The Impact Center for Research on Judaism in Israel and North America (RJIN)

Organization profile

Organisation profile

Center for Research on Judaism in Israel and North America  (RJIN) 

 Why can’t women pray however they like at the Western Wall? Whose conversions count? Why do Americans think all forms of Judaism are legitimate? Why does the Israeli government get involved in religious conflicts?

Since the Holocaust, two regions have stood out as vibrant and ascendant centers of Jewish life: Israel and North America. The Jewish communities of each have distinct needs, opportunities, priorities, and resources. Their differences too often have led to severe conflicts that threaten their connection. Hot-button issues include who counts as a Jew, which conversions are valid, which denominations should receive Israeli tax allocations, what is permitted for women at the Western Wall, and what are the moral priorities of the Jewish State.

More communication by itself will not solve the problem because we are failing to comprehend the underlying differences between Jewish life in the sovereign state of Israel and the voluntary religious environment of North America. Moreover, there is no framework in Israel or North America dedicated to addressing these tensions and complexities.

As an academic institution with a deep commitment to the Jewish People and the world’s largest and most distinguished Faculty of Jewish Studies, Bar-Ilan can serve as the platform for this work. We have therefore founded the Center for Research on Judaism in Israel and North America (RJIN).

 The Path Forward

One divisive topic where RJIN will focus on is the question of who is a Jew. In Israel, the official Rabbinate, and hence the State, makes Halakhah (traditional Jewish law) the gold standard for determining Jewishness, whereas, in North America, Jews are divided among denominations that take different approaches. The Orthodox in North America and elsewhere agree in principle with the Israeli Rabbinate but in practice find their conversions, and their rabbi’s religious authority, called into question; the Reform Movement adopted “patrilineal descent” of Jewishness in 1983 so that today many Reform Jews are not halakhically Jewish; and Conservative Judaism has kept to matrilineal descent but has become more and more accepting of intermarriage de facto.  There are possibly thousands of North Americans who identify as Jews but who are not considered to be Jews in Israel. Many of them feel Israel is their homeland and serve as leaders in their communities—the Reform movement has already ordained many rabbis who by Israeli standards are not Jews.

To take up a simplistic default position, whether that of the Halakhahor that of inclusive liberalism, is to fail to acknowledge the complexity of contemporary Jewry. We need deep and creative thinking to overcome this existential conundrum and others like it.

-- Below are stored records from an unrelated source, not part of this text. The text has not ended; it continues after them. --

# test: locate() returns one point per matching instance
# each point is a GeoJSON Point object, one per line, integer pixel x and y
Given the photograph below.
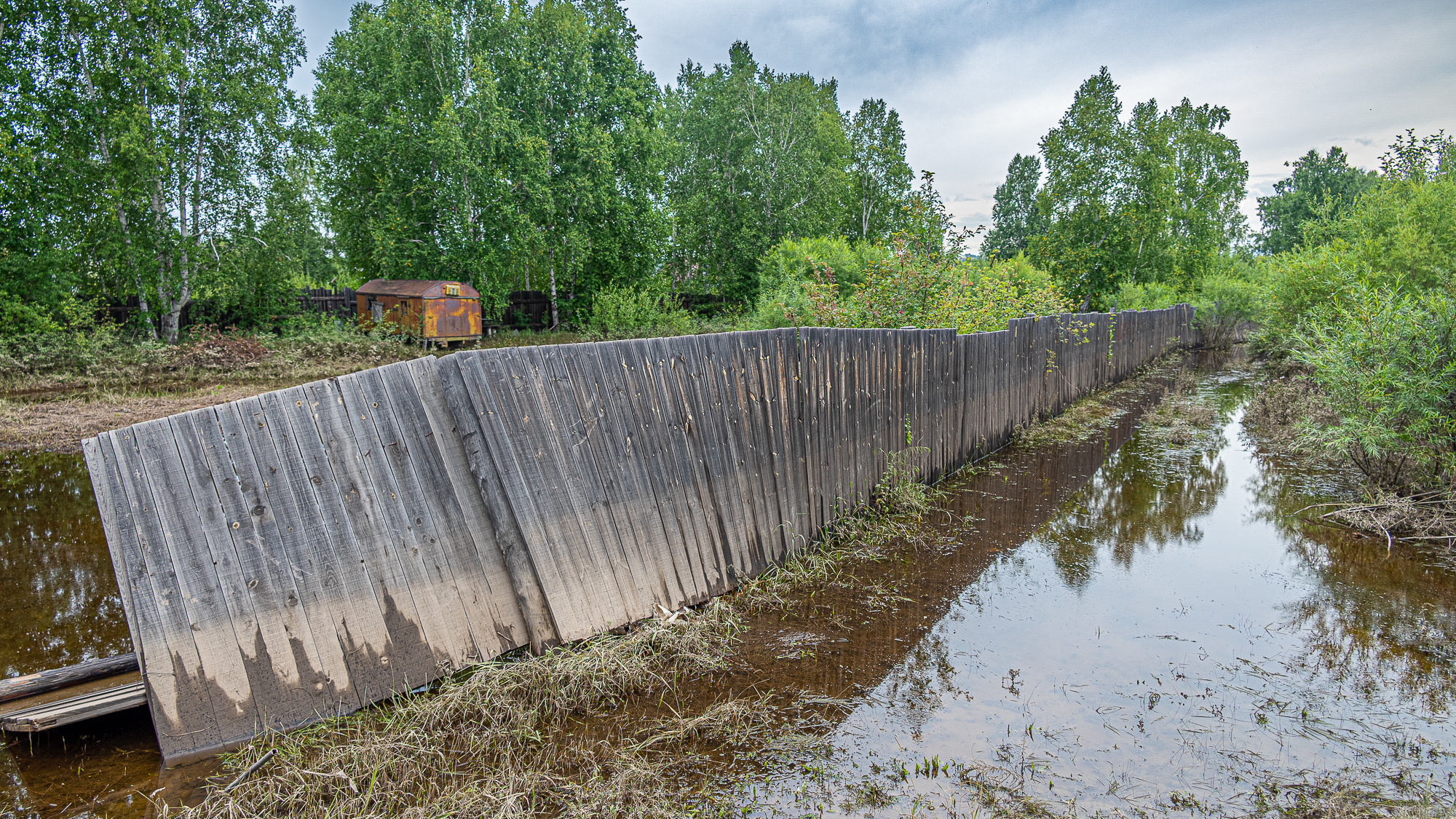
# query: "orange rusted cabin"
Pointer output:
{"type": "Point", "coordinates": [436, 312]}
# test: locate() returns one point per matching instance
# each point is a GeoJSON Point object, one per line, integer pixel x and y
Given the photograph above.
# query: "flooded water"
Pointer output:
{"type": "Point", "coordinates": [59, 602]}
{"type": "Point", "coordinates": [1125, 624]}
{"type": "Point", "coordinates": [1128, 627]}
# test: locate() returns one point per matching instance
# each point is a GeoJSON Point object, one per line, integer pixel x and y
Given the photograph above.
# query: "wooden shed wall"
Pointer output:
{"type": "Point", "coordinates": [309, 551]}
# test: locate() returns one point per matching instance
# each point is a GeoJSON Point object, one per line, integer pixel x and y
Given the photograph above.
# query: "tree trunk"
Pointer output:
{"type": "Point", "coordinates": [555, 320]}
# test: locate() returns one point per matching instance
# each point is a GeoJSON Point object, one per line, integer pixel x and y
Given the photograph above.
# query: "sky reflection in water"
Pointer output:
{"type": "Point", "coordinates": [1170, 628]}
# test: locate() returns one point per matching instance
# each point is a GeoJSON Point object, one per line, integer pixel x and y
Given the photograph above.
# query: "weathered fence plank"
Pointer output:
{"type": "Point", "coordinates": [314, 550]}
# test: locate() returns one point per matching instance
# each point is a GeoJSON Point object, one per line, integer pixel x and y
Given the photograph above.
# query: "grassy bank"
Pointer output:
{"type": "Point", "coordinates": [59, 389]}
{"type": "Point", "coordinates": [668, 719]}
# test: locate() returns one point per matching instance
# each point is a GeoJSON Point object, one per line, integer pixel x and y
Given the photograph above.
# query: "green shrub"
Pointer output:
{"type": "Point", "coordinates": [21, 318]}
{"type": "Point", "coordinates": [1387, 365]}
{"type": "Point", "coordinates": [1151, 296]}
{"type": "Point", "coordinates": [927, 290]}
{"type": "Point", "coordinates": [1221, 305]}
{"type": "Point", "coordinates": [625, 311]}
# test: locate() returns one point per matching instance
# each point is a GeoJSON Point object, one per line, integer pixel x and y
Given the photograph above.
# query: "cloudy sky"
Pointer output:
{"type": "Point", "coordinates": [978, 82]}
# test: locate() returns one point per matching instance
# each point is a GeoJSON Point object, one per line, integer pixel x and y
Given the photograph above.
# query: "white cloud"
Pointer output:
{"type": "Point", "coordinates": [981, 82]}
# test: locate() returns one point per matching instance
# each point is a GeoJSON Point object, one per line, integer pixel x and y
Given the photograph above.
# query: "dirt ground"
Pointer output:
{"type": "Point", "coordinates": [60, 424]}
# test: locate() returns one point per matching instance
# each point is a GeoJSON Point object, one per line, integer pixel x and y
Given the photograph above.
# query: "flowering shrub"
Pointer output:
{"type": "Point", "coordinates": [919, 290]}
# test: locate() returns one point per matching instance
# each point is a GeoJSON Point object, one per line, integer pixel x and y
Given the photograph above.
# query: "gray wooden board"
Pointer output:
{"type": "Point", "coordinates": [296, 548]}
{"type": "Point", "coordinates": [286, 640]}
{"type": "Point", "coordinates": [595, 474]}
{"type": "Point", "coordinates": [76, 708]}
{"type": "Point", "coordinates": [438, 605]}
{"type": "Point", "coordinates": [652, 539]}
{"type": "Point", "coordinates": [509, 622]}
{"type": "Point", "coordinates": [759, 435]}
{"type": "Point", "coordinates": [458, 541]}
{"type": "Point", "coordinates": [190, 547]}
{"type": "Point", "coordinates": [181, 710]}
{"type": "Point", "coordinates": [781, 373]}
{"type": "Point", "coordinates": [468, 407]}
{"type": "Point", "coordinates": [654, 443]}
{"type": "Point", "coordinates": [500, 385]}
{"type": "Point", "coordinates": [324, 548]}
{"type": "Point", "coordinates": [711, 459]}
{"type": "Point", "coordinates": [740, 433]}
{"type": "Point", "coordinates": [347, 486]}
{"type": "Point", "coordinates": [438, 554]}
{"type": "Point", "coordinates": [675, 462]}
{"type": "Point", "coordinates": [571, 417]}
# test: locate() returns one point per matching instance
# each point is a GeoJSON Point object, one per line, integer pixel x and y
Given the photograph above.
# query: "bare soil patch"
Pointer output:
{"type": "Point", "coordinates": [60, 426]}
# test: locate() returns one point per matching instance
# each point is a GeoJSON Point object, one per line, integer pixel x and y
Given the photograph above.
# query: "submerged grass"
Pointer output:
{"type": "Point", "coordinates": [1289, 403]}
{"type": "Point", "coordinates": [609, 726]}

To address such divisive religious issues, RJIN has developed a tripartite plan of action:

Research — RJIN scholars will re-examine critical problems and architect plans for areas of conflicting interests. They will produce empirical studies examining the foundation of religious conflicts between Israeli and North American Jews, draft proposals for new approaches in each area of conflict, serve as “go-to” resources for government officials, communal organizations, and the media, and sponsor an annual competition for the best research on Judaism in Israel and North America.

Education — Through the Faculty of Jewish Studies, RJIN will offer a master’s degree (in English) which will accommodate 20 students per year.

  • As these students graduate, they will carry their knowledge and understanding into their work in North America or Israel, in Jewish communal organizations, the rabbinate, synagogue lay leadership, education, government, journalism, etc.
  • Negotiation Out of the Spotlight —To put our research into action and foster a more viable interface between Judaism in Israel and North America, RJIN will also serve as a backchannel for track II negotiations. It will bring together policymakers from opposite sides of the ocean and across the religious spectrum for discourse, debates and talks in an environment uncompromised by publicity and political jockeying. 

The Champion

Founder and designated director of RJIN are Prof. Adam Ferziger, who has dedicated his academic career to researching religious divides in modern and contemporary Judaism and to making his findings accessible not only to academics but also to those active in Jewish public life. His work on religious conflict within the North American Jewish context culminated in his book Beyond Sectarianism, for which he received the 2015 National Jewish Book Award. Prof. Ferziger holds the R. S. R. Hirsch Research Chair and teaches in the Israel and Golda Koschitzky Department of Jewish History and Contemporary Jewry.